Shane Warne brought spin to this cricket world as an offensive asset: R Ashwin

Indian off-spinner Ravichandran Ashwin paid tribute to Shane Warne, explaining that the late Australian legend redefined bowling and introduced spin as an attacking commodity in world cricket. Remarkably, Warne died last week aged just 52 and an autopsy conducted by Thai police revealed natural causes.

“I see Warne as a standard-bearer, taking the spin aspect of bowling to the top of the cricket world map. The top three wicket takers in the world are spinners Muttiah Muralitharan, Shane Warne and Anil Kumble,” Ashwin said on his YouTube channel.

“He was an interesting character. So many Australian legends had so many nice things to say about him. I still can’t accept that life is so fickle. We cannot predict what can happen.”

Warne, considered the greatest spinner of all time, racked up 708 wickets with his leg spin for Australia in 145 Tests. He has caught 293 scalps in his 194 ODI appearances.

“Shane Warne was a colorful character, he redefined bowling, he won over 1000 international wickets, not many can pull off that rare feat.”

Warne had thrown the ‘ball of the century’, fooling Mike Gatting at Old Trafford with a delivery that landed on the stump of the leg and, as the Englishman tried to defend himself, turned viciously to cut off his bail.

Ashwin reveals his favorite Warne delivery

That’s not Ashwin’s favorite Warne delivery, though.

“Shane Warne brought spin to this cricket world as an offensive asset.
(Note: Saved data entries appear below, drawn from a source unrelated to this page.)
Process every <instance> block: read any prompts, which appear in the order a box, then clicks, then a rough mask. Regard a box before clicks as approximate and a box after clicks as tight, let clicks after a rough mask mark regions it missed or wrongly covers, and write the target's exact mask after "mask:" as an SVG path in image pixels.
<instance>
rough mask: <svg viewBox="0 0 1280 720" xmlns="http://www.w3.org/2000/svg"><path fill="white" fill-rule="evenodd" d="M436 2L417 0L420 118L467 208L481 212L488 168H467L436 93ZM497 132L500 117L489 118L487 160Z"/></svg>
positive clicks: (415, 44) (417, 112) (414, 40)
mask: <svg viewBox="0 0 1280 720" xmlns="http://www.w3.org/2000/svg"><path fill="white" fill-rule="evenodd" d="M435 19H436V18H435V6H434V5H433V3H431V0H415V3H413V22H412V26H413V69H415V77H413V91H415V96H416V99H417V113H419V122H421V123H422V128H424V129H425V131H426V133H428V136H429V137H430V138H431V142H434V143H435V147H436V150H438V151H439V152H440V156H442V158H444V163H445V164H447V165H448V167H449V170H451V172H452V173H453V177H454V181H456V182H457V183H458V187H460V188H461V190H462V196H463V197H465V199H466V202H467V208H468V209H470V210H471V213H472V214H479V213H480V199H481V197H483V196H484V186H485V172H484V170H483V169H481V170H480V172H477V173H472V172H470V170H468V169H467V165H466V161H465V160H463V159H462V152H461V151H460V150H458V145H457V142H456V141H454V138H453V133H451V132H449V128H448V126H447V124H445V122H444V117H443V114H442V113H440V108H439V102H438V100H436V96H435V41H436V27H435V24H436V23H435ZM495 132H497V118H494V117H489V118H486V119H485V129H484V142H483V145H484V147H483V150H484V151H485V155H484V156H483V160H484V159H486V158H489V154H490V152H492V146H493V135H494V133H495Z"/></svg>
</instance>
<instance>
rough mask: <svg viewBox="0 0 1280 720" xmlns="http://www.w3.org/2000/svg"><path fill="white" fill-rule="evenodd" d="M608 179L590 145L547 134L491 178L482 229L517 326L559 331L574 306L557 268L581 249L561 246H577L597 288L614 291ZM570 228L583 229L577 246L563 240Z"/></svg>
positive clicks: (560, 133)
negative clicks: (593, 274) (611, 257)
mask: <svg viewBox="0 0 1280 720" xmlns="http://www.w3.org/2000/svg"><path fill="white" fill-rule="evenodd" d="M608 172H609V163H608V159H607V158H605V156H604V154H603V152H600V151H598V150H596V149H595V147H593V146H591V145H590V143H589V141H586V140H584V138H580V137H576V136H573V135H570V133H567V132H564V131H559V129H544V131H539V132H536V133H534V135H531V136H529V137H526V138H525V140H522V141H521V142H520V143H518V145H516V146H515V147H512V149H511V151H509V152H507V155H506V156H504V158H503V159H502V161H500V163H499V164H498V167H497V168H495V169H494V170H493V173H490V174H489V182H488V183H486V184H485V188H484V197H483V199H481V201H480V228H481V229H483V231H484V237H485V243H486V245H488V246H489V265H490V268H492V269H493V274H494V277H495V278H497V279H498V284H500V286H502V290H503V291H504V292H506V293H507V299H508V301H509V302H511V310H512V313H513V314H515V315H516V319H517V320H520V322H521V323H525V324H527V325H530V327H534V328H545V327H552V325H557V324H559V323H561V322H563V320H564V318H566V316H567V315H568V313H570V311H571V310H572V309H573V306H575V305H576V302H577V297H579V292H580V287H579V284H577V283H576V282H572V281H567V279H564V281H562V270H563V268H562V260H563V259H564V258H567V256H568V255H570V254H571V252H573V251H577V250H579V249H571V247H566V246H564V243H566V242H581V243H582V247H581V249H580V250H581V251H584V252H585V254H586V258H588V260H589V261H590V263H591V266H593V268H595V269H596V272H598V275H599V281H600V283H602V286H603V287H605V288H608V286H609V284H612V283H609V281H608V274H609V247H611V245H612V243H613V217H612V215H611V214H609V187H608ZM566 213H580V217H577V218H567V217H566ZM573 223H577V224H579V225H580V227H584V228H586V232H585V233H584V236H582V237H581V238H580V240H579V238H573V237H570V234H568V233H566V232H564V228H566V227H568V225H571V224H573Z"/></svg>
Everyone will be talking about Warne’s delivery to Mike Gatting, but my favorite is Warne’s delivery to Andrew Strauss in the 2005 Ashes,” Ashwin said.

“He fought almost single-handedly for Australia in this series. He was a maestro. He was an extraordinary person and he lived his life to the fullest,” he added.

The veteran off-spinner, India’s second-highest wicket-taker in Test cricket, also spoke about how a traumatic childhood accident that left both legs broken helped Warne master one of the most difficult crafts in the game.

“I spoke to Rahul Dravid who was very sad. For a spinner, your shoulder and upper body have to be extremely strong because you have to do a lot of twists to spin the ball,” Ashwin said.

“Because in order for a crackpot to master his craft, one should keep bowling in the nets. Even more if you’re a leg spinner. He had strong shoulders and that was his massive advantage,” he said.

Rahul Dravid shared a dressing room with Warne for three seasons with the Rajasthan Royals.

“It seems that Rahul Bhai asked him: ‘How do you have such strong shoulders? What do you do?” It’s such a unique story. There’s a sport called Aussies Rules Football.

“It’s a sport like rugby. It seems he wanted to play the sport but wasn’t built for it as the people who play it are big and well built guys.”

It is a well-known incident that Warne suffered two broken legs as a child when another child jumped from a great height and landed on his back.

With both legs in casts, Warne had to push himself around in a cart, developing extraordinary strength in his upper body in the process.

“Well, they used to bully him and it seems he broke both his legs playing. He could not walk and was on bed rest. For 3-4 weeks he walked or floated with his bare hands and these strongly shaped his shoulders and there was no turning back.

“He told Rahul Bhai that. We all face obstacles in life, but look how Warne turned it into his winning formula,” Ashwin added.